The combined 1966 gross revenues of the two companies had been $672 million, with net income of $24.5 million.
Studebaker was acquired by Wagner Electric, which in turn was merged with Worthington Corporation to create Studebaker-Worthington.

In January 1969 Ruttenberg became president and chief executive officer. He was determined to weed out all poorly performing units.
He pushed the operating subsidiaries to maximize returns to shareholders, reportedly demanding returns as high as 25% - 30%.
The Alco Products Division, a railway locomotive manufacturer, became a victim of Ruttenberg's drive for profit. The locomotive factory in Schenectady, New York, was closed in 1969, and White Motor Corporation purchased the diesel engine business in February 1970.
Early in 1969 Studebaker-Worthington floated STP as a public corporation, listed on the American Stock Exchange.
Worthington had acquired the air conditioning manufacturer Climatrol Air Coils Ltd. of Oakville, Ontario, in 1966.
It was sold to Fedders in November 1970. Fedders was mainly interested in the brand, product designs and sales force, and shut down the manufacturing facilities.

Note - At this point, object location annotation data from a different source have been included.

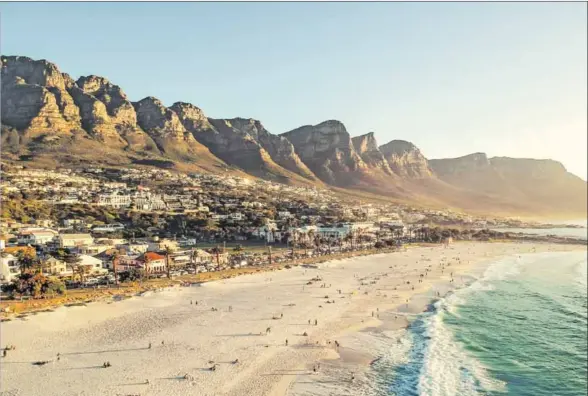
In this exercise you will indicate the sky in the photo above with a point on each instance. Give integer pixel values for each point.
(507, 79)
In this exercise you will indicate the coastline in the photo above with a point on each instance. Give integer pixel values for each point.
(195, 335)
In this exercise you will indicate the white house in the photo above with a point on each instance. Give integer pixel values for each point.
(114, 200)
(94, 264)
(109, 228)
(284, 214)
(238, 216)
(38, 236)
(73, 240)
(8, 267)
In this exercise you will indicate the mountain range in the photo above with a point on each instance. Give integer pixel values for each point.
(50, 119)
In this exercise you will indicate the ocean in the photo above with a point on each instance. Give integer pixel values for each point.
(520, 330)
(578, 233)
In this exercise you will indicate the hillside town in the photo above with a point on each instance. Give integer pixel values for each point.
(91, 226)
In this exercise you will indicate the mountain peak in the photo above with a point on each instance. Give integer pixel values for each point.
(405, 159)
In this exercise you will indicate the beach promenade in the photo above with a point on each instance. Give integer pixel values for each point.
(269, 333)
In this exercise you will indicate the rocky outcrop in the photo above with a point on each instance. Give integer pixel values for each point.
(367, 148)
(461, 164)
(328, 152)
(164, 126)
(530, 185)
(406, 160)
(35, 99)
(95, 118)
(119, 111)
(239, 142)
(278, 147)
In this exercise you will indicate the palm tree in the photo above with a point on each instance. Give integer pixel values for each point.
(25, 261)
(114, 267)
(167, 252)
(72, 261)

Ruttenberg became chairman and chief executive officer of Studebaker-Worthington in 1971.
McGraw-Edison purchased Studebaker-Worthington in 1978.
Ruttenberg left the company in 1980.
McGraw-Edison was in turn acquired by Cooper Industries in 1985.

==Later career==

While at Studebaker-Worthington, Ruttenberg was a member of the Deepdale Country Club on Long Island, where he played golf.
One of his golfing partners was Ted Forstmann, who arranged for Ruttenberg to meet Henry Kravis and Jerry Kohlberg of the start-up Kohlberg Kravis Roberts.
Kravis and Kohlberg proposed what they called a leveraged buyout.
After the two had left, Ruttenberg suggested that Forstmann could do the same himself.
Ruttenberg arranged funding for Forstmann, who launched the LBO firm Forstmann Little & Company in 1978.
Fortsmann took to heart the principle that Ruttenberg had defined when he said, "I have a reputation, it's all I have, and I don't want to lose that reputation."

From 1980 to 1982 Ruttenberg was chairman of the Madison Fund, an investment fund.
After a financial reconstruction of the Weir Group in 1981, Ruttenberg and Jacob Rothschild gained effective control of 40% of the company.
Ruttenberg became a board member.
In 1982 he became chairman of his family's investment firm, Tinicum Inc.
His son Eric later succeeded him in this position.

Ruttenberg was successfully treated for lymphoma at Mount Sinai Hospital, and in 1986 he donated $7 million to found centers for cancer research and treatment at the hospital.
Later he donated an additional $8 million.
The Derald H. Ruttenberg Treatment Center at Mount Sinai gives outpatient care to patients with all types of cancer other than breast cancer, and with benign hematologic conditions.
It specializes in hematologic cancers such as leukemia, lymphoma, multiple myeloma, and myeloproliferative disorders.
Ruttenberg gave a donation to Yale Law School, which thoroughly restored and renovated its Wall Street wing, renamed Ruttenberg Hall.
He also endowed the Derald H. Ruttenberg Professorial Lectureship at Yale Law School in 1993.

Ruttenberg died at Mount Sinai from complications of lung cancer on 19 September 2004, aged 88.
He was survived by his wife, Janet, and four children.